Final de fevereiro de 2019, Tribunal de Bragança. A leitura da sentença está a começar. Joana fecha-se no casaco de ganga. Os nervos e a raiva tomam-lhe os gestos. Entram na sala de audiências. Os arguidos já lá estão, voltam-se na sua direção. Joana aperta a mão da mãe com força. Reconhece-lhes o olhar, há dores que a memória não apaga. Hoje, olha-os de frente pela primeira vez: “Não podia mostrar medo, para a minha mãe não ficar ainda pior.” Passos trémulos no tribunal. Este é o momento por que esperou a vida inteira. Para estar aqui teve de se despedir. O patrão recusou dar-lhe folga, tal como não permitia as férias estipuladas no contrato. Este é o momento da libertação plena: “Nunca mais vou abdicar dos meus direitos e não vou deixar que façam a minha mãe abdicar.”

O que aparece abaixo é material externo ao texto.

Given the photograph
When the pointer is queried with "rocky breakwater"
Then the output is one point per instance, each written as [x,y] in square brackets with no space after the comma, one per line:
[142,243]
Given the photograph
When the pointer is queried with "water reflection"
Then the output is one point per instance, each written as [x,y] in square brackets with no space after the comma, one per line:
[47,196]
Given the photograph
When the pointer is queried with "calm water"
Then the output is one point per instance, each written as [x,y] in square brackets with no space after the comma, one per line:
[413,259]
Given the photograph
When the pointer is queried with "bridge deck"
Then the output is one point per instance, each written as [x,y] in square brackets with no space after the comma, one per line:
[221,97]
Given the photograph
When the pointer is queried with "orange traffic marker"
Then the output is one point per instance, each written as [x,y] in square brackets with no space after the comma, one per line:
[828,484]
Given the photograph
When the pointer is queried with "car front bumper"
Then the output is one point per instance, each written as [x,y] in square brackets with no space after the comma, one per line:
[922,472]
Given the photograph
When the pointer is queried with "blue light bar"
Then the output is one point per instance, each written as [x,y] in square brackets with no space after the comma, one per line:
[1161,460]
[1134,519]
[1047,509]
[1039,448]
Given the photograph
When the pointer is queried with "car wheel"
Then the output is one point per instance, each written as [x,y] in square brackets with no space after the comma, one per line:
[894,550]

Os principais arguidos foram condenados, com penas entre oito e oito anos e meio de prisão. Mãe e filha renascem em lágrimas

Sentam-se nos bancos do tribunal. O processo vem de longe, até para pedir justiça é preciso condições. Sem alguém que as defendesse, deixaram os prazos passar. Não foram constituídas assistentes nem pediram a tempo a indemnização prevista para as vítimas. “Quando pegámos no caso, já não era possível. Além disso, as audiências acontecem em Bragança, é bastante dispendioso estarmos sempre presentes”, conta Manuela Nunes, advogada pro bono de Maria. E continua: “Espero que o Ministério Público ou o juiz decrete uma indemnização.” O desejo não se concretizou. “Foi um processo anormalmente moroso”, considera o inspetor da Polícia Judiciária. Não foi possível contactar a defesa dos arguidos, até à hora de fecho desta edição .
O frio parece ter desaparecido do tribunal. Joana passa o processo a pente fino. O que mais gostava era de ter tido voz no julgamento: “Só ouviram a declaração para memória futura que dei quando fui libertada. Eu era uma miúda e não conhecia outra realidade. Não tinha noção de tudo o que me tinham feito.” A leitura do acórdão é o virar da página. Mãe e filha apertam as mãos com a força de duas décadas presas ao caso, a vida à flor da pele. Cruzam os dedos para “puxar a sorte”. A condenação. “E a sorte veio.” Os principais arguidos foram condenados, com penas entre oito e oito anos e meio de prisão. Mãe e filha renascem em lágrimas. Abraçam-se. “Foi bom, tão bom...”, diz Joana. Pela primeira vez, choram de alegria. Esta noite,
Joana esquece a pergunta que há muito a atormenta: “Mãe, porque é que fomos escravas?” A resposta é o futuro.
Por razões de segurança e ética, os nomes das vítimas foram alterados.